Second, our results also suggest potential for design that supports iterative behavior change and reflection over time in individuals with MCC [5, 15, 54]. We found that the second facilitated conversation and visualization helped most patients further clarify connections to underlying issues and deepen reflections on changes they are considering in their lives related to their health. Tools for reflection may support keeping track of how individuals with MCC’s perspectives evolve or any discoveries they make about misalignments or desired changes [
54]. However, relying on passive automation and predefined presentation of personal data hinders reflective thinking about the past and speculative thinking about the future [
5]. Thus, Lim et al. [
54] suggested providing ample opportunities to modify after initial elicitation to allow individuals with MCC’s perspectives to evolve. In this study, we conducted two sequential interventions which were not attempted in prior prototype development studies [
15,
54]. In the second intervention, participants who had acted upon the changes discussed in the first conversation reflected on their changes. After the second conversation, they further made modifications to their values and/or the connections between their personal values, self-management tasks, and health conditions. Such possibility of iteration seemed to have affected participants’ behavior change execution after defining the base issue affecting all other issues and changes they would need to make during the first intervention. With ample opportunities to engage in mindful and reflective thinking through designing and completing their visualizations, participants were able to further speculate about the future and even modify the changes they made to their lives to be consistent with what was important to them [
5]. Thus, although not all participants have executed a considered behavior change, the possibility to examine and iterate on the effects of the changes through a second facilitated visualization proved valuable to participants.

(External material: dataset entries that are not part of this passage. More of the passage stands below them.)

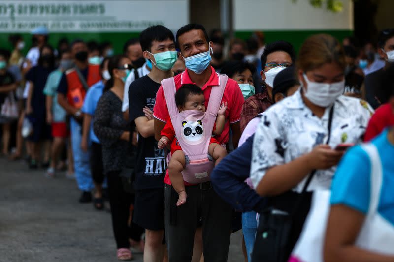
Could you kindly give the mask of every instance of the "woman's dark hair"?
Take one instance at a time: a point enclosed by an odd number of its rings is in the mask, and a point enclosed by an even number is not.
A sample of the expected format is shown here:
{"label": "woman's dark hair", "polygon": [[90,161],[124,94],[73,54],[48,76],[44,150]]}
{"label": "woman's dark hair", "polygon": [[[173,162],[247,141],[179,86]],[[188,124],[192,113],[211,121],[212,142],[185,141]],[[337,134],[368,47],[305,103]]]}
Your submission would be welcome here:
{"label": "woman's dark hair", "polygon": [[230,78],[232,78],[237,73],[242,73],[246,69],[250,70],[252,75],[256,72],[256,67],[252,64],[245,62],[229,62],[221,69],[220,73],[225,74]]}
{"label": "woman's dark hair", "polygon": [[[48,62],[49,63],[48,67],[49,68],[53,68],[55,67],[55,54],[53,50],[53,48],[50,45],[48,44],[45,44],[43,46],[42,46],[41,48],[40,48],[40,57],[38,58],[38,64],[41,65],[41,66],[43,66],[44,64],[44,61],[43,59],[43,55],[42,55],[42,51],[45,49],[45,48],[47,49],[50,49],[51,50],[51,59],[48,60]],[[45,55],[44,55],[45,56]]]}
{"label": "woman's dark hair", "polygon": [[[108,80],[107,83],[105,84],[105,87],[104,87],[103,92],[106,92],[111,89],[114,86],[114,69],[117,69],[121,65],[119,64],[120,60],[124,58],[127,58],[127,57],[124,55],[117,55],[113,57],[108,58],[108,71],[109,72],[109,74],[111,75],[111,78]],[[105,61],[105,60],[104,60]],[[103,61],[103,64],[104,61]]]}
{"label": "woman's dark hair", "polygon": [[8,36],[8,41],[11,42],[12,44],[12,46],[14,47],[15,46],[17,43],[22,40],[23,40],[23,38],[22,38],[22,35],[19,34],[11,34]]}
{"label": "woman's dark hair", "polygon": [[204,94],[202,89],[193,84],[182,85],[175,93],[175,104],[177,106],[184,106],[190,95]]}

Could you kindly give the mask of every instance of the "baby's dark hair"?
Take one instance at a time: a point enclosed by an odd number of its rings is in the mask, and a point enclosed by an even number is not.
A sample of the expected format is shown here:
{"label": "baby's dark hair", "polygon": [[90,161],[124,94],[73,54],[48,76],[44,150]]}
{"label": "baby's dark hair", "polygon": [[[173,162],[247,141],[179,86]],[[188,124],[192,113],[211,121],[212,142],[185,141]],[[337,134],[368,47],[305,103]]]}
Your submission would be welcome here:
{"label": "baby's dark hair", "polygon": [[182,85],[175,93],[175,104],[177,106],[184,106],[190,95],[204,94],[202,89],[193,84]]}

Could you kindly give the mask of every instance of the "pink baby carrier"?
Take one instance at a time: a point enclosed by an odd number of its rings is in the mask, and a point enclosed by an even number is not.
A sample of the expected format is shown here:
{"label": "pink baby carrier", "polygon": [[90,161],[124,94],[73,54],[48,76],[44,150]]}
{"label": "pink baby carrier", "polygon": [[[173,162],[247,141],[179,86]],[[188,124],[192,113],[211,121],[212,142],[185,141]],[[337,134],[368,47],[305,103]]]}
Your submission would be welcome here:
{"label": "pink baby carrier", "polygon": [[186,159],[186,167],[182,172],[183,180],[191,184],[210,181],[211,172],[214,167],[212,157],[208,154],[208,147],[228,79],[226,75],[218,74],[218,76],[219,84],[212,87],[205,112],[198,110],[179,112],[175,104],[176,88],[174,78],[162,81],[175,136]]}

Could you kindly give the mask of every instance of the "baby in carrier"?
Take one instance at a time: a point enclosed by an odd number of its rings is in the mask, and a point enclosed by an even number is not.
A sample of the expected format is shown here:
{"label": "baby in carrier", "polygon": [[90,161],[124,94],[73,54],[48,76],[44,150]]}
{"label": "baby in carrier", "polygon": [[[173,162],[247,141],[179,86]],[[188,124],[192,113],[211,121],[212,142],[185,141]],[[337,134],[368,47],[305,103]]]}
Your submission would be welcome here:
{"label": "baby in carrier", "polygon": [[[198,110],[202,112],[206,111],[204,93],[202,90],[195,85],[188,84],[183,85],[175,93],[175,104],[180,112],[185,110]],[[212,131],[213,135],[219,135],[223,132],[225,122],[224,115],[227,108],[227,103],[222,102],[219,108],[218,116]],[[178,123],[174,124],[178,124]],[[200,120],[192,123],[183,121],[182,125],[183,136],[189,137],[189,140],[191,141],[198,139],[202,136],[203,132],[210,131],[203,129],[202,122]],[[186,202],[187,197],[181,173],[185,168],[187,157],[185,157],[175,137],[175,132],[170,119],[167,120],[167,123],[162,130],[161,135],[162,138],[158,144],[159,148],[163,149],[170,143],[171,157],[168,164],[168,175],[174,189],[179,195],[176,205],[179,206]],[[210,141],[208,153],[210,157],[215,160],[216,165],[226,156],[227,152],[214,137],[211,136],[208,139]]]}

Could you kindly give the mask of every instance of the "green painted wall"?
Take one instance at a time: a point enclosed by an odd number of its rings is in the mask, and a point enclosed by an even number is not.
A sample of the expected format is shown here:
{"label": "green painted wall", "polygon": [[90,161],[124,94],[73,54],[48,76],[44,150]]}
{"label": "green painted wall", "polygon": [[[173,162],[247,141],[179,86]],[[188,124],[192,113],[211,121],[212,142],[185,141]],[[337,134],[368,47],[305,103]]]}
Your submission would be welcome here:
{"label": "green painted wall", "polygon": [[[266,31],[264,30],[265,35],[266,43],[270,43],[274,41],[283,40],[291,43],[294,46],[296,52],[298,53],[301,45],[307,38],[313,34],[318,33],[327,33],[336,37],[342,41],[346,36],[353,34],[351,30],[296,30],[296,31]],[[249,38],[253,33],[252,31],[238,31],[235,32],[235,37],[246,40]]]}
{"label": "green painted wall", "polygon": [[[22,53],[26,54],[32,45],[32,35],[30,33],[21,34],[25,43],[25,48]],[[11,50],[12,46],[8,42],[10,34],[0,33],[0,47]],[[112,43],[115,53],[121,53],[123,49],[123,45],[127,40],[133,37],[139,36],[139,32],[110,32],[110,33],[51,33],[49,34],[49,43],[56,48],[59,39],[66,37],[71,42],[73,40],[80,38],[86,41],[95,40],[98,43],[109,41]]]}

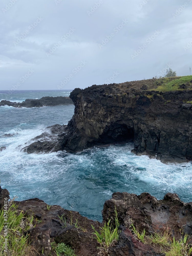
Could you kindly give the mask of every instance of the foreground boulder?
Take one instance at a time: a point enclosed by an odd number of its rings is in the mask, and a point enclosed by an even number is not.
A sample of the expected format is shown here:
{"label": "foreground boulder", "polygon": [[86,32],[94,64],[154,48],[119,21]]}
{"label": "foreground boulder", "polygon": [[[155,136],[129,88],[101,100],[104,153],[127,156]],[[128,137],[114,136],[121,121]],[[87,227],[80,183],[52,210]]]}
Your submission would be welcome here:
{"label": "foreground boulder", "polygon": [[5,198],[7,198],[7,200],[9,199],[9,193],[7,189],[6,188],[3,189],[0,186],[0,210],[4,206]]}
{"label": "foreground boulder", "polygon": [[2,100],[0,106],[7,105],[15,108],[40,108],[59,105],[72,105],[73,103],[69,97],[43,97],[38,99],[27,99],[22,102],[12,102],[7,100]]}
{"label": "foreground boulder", "polygon": [[[0,190],[5,196],[8,196],[7,192]],[[28,231],[36,256],[43,251],[44,256],[55,256],[50,246],[54,241],[69,246],[77,256],[97,256],[100,246],[93,234],[91,225],[99,232],[100,227],[109,219],[114,224],[115,209],[121,232],[115,246],[109,248],[109,256],[164,256],[159,247],[143,244],[136,239],[129,228],[131,223],[141,232],[145,228],[147,233],[168,230],[178,240],[182,229],[184,233],[192,237],[192,202],[184,203],[175,194],[168,193],[163,199],[158,200],[147,193],[138,196],[114,193],[104,203],[102,223],[58,206],[48,207],[37,198],[15,202],[19,211],[38,220],[35,227]]]}
{"label": "foreground boulder", "polygon": [[[132,151],[138,155],[156,157],[165,163],[192,160],[192,105],[187,103],[192,101],[192,84],[188,83],[186,89],[152,90],[159,80],[75,89],[70,96],[74,114],[60,143],[60,150],[78,152],[134,141]],[[43,152],[39,147],[39,153]]]}
{"label": "foreground boulder", "polygon": [[127,227],[132,223],[140,232],[144,228],[147,234],[168,228],[176,238],[179,237],[182,229],[192,235],[192,202],[184,202],[176,194],[168,193],[163,199],[158,200],[147,193],[139,196],[114,193],[104,204],[104,221],[109,218],[114,223],[115,209],[120,222]]}

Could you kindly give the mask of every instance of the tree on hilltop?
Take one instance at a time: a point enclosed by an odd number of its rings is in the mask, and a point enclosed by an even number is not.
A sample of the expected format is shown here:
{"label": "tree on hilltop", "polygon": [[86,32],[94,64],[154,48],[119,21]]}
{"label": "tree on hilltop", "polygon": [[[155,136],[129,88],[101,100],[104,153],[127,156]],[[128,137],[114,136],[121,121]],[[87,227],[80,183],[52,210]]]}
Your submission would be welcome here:
{"label": "tree on hilltop", "polygon": [[176,71],[173,71],[170,68],[168,69],[166,69],[166,73],[165,76],[165,77],[176,77],[177,75]]}

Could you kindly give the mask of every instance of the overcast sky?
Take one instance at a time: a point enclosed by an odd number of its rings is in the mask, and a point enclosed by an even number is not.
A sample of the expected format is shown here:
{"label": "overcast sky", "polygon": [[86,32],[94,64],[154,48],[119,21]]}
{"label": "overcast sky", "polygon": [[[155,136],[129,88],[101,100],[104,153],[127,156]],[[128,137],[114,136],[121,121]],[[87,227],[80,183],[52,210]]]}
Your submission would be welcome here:
{"label": "overcast sky", "polygon": [[1,0],[0,12],[0,90],[84,88],[192,67],[192,0]]}

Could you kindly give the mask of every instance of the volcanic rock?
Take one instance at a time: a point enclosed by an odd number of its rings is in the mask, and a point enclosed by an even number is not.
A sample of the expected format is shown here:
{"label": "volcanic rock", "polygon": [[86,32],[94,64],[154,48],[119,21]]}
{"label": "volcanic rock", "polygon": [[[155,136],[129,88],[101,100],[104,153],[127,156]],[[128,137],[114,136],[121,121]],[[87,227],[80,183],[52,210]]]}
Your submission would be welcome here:
{"label": "volcanic rock", "polygon": [[2,100],[0,106],[8,105],[15,108],[40,108],[45,106],[72,105],[73,103],[68,97],[43,97],[38,99],[27,99],[22,102],[12,102],[9,101]]}

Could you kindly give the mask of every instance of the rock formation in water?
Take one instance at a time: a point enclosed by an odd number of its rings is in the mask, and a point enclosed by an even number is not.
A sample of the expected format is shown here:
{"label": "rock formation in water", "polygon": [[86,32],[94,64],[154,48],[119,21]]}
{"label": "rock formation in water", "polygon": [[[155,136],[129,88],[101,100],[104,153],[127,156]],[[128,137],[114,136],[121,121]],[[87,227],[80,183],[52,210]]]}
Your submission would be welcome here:
{"label": "rock formation in water", "polygon": [[[94,146],[133,141],[133,152],[138,155],[156,156],[164,162],[191,160],[192,80],[184,84],[185,89],[179,86],[178,90],[158,90],[164,81],[152,79],[75,89],[70,95],[74,114],[67,126],[62,126],[63,135],[56,136],[57,145],[50,150],[77,152]],[[41,140],[39,137],[25,150],[48,152],[43,147],[46,137]]]}
{"label": "rock formation in water", "polygon": [[[0,207],[3,205],[4,197],[9,198],[9,195],[6,189],[0,187]],[[35,227],[27,233],[30,245],[35,249],[33,254],[35,256],[41,255],[43,250],[44,256],[55,256],[51,246],[54,240],[69,246],[74,250],[77,256],[97,256],[100,245],[93,234],[91,225],[99,232],[100,227],[109,219],[114,224],[115,209],[121,232],[115,246],[109,249],[109,256],[165,256],[160,252],[159,245],[144,244],[136,239],[130,228],[132,223],[140,232],[145,228],[147,235],[168,232],[171,239],[173,236],[176,239],[180,239],[182,230],[184,234],[188,235],[189,239],[192,234],[192,202],[184,203],[175,194],[168,193],[163,199],[158,200],[147,193],[138,196],[114,193],[105,202],[102,223],[58,206],[48,208],[47,204],[37,198],[15,202],[18,206],[18,210],[26,213],[26,217],[34,217]]]}
{"label": "rock formation in water", "polygon": [[69,97],[43,97],[38,99],[27,99],[22,102],[11,102],[2,100],[0,106],[7,105],[15,108],[39,108],[59,105],[72,105],[73,103]]}

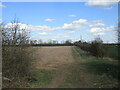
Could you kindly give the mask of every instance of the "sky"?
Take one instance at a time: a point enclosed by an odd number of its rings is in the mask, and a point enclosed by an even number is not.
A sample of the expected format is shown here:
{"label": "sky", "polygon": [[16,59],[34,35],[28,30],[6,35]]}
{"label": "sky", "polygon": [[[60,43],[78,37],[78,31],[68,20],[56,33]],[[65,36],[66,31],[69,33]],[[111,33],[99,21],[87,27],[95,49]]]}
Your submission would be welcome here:
{"label": "sky", "polygon": [[99,36],[104,42],[117,41],[116,2],[3,2],[0,8],[0,21],[10,26],[16,16],[32,40],[92,41]]}

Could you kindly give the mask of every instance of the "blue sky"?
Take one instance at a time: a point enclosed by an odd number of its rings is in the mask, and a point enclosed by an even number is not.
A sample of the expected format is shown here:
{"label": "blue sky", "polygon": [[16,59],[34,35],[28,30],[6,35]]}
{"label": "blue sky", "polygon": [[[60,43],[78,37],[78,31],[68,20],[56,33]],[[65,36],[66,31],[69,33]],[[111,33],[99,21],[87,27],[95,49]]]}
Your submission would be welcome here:
{"label": "blue sky", "polygon": [[91,41],[98,35],[115,42],[118,20],[116,3],[92,2],[3,2],[2,21],[10,24],[15,15],[31,39]]}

Lastly, our results demonstrate the potential for designers to use interactive and guided visualization to help individuals managing MCC identify and work through important issues one at a time and in order of priority. Participants identified and prioritized specific issues to address rather than dealing with all issues at once. Through guided conversations and the interactive visualization tool, participants could understand the problem they chose to focus on, what it interacts with, and how to resolve it. As patients were not previously able to pinpoint what was really making them feel burdened [
28] and not aware of their priorities and personal values [
54], having the opportunity to identify and choose a specific issue to address one at a time may have decreased the overwhelmingness of MCC care.